In the current study we proposed that the effect of SMT in the cervical spine would be consistent with the lumbar spine; that is, the mechanisms would likely be the same. If we had performed the clinical study first, and not found an effect, we would be unable to comment whether the negative finding was related to differences in cervical anatomy/physiology or response to the intervention. Therefore, we have done this study in healthy participants first. The logical extension of our findings will be to repeat this study in individuals with upper thoracic and cervical pain.

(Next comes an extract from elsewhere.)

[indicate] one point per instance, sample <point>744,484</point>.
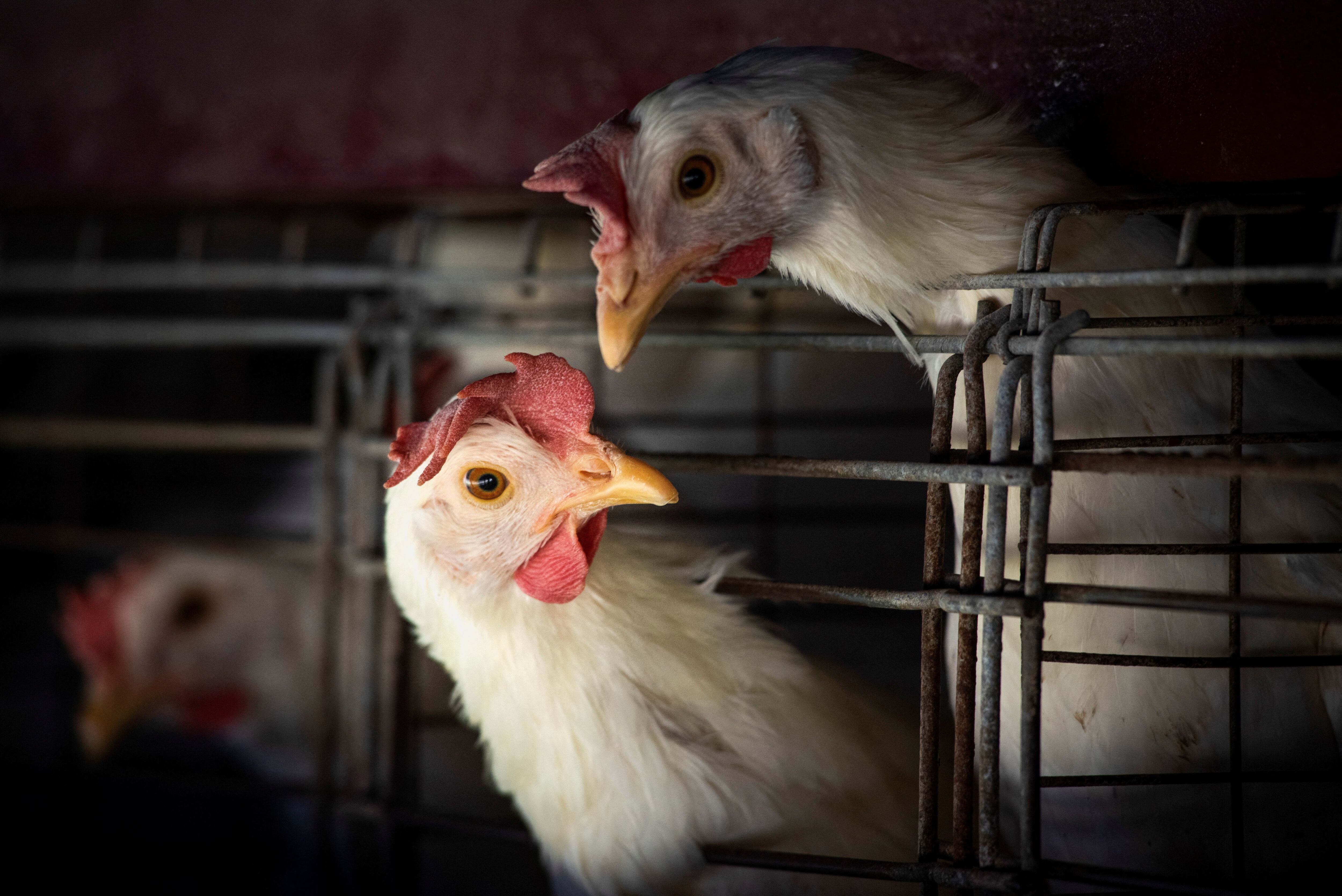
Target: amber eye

Additional limitations are that we are unable to describe the duration of these effects on TSS. Future work will address the assessment of caudal/distal changes bilaterally, and evaluate changes in TSS over a longer time period.

Conclusions

This current study confirms that reduction in TSS may be an expected neurophysiological response to SMT for healthy subjects. This is an intriguing pre-clinical finding because interventions that reduce TSS have the potential of limiting the development of central sensitization of pain. This study extends previous work by identifying that reduction in TSS occurred caudal to the region of application of upper thoracic SMT. We suggest that subsequent studies of upper-thoracic SMT should include patient populations and collecting neurophysiological data from multiple areas innervated by regions caudal to application.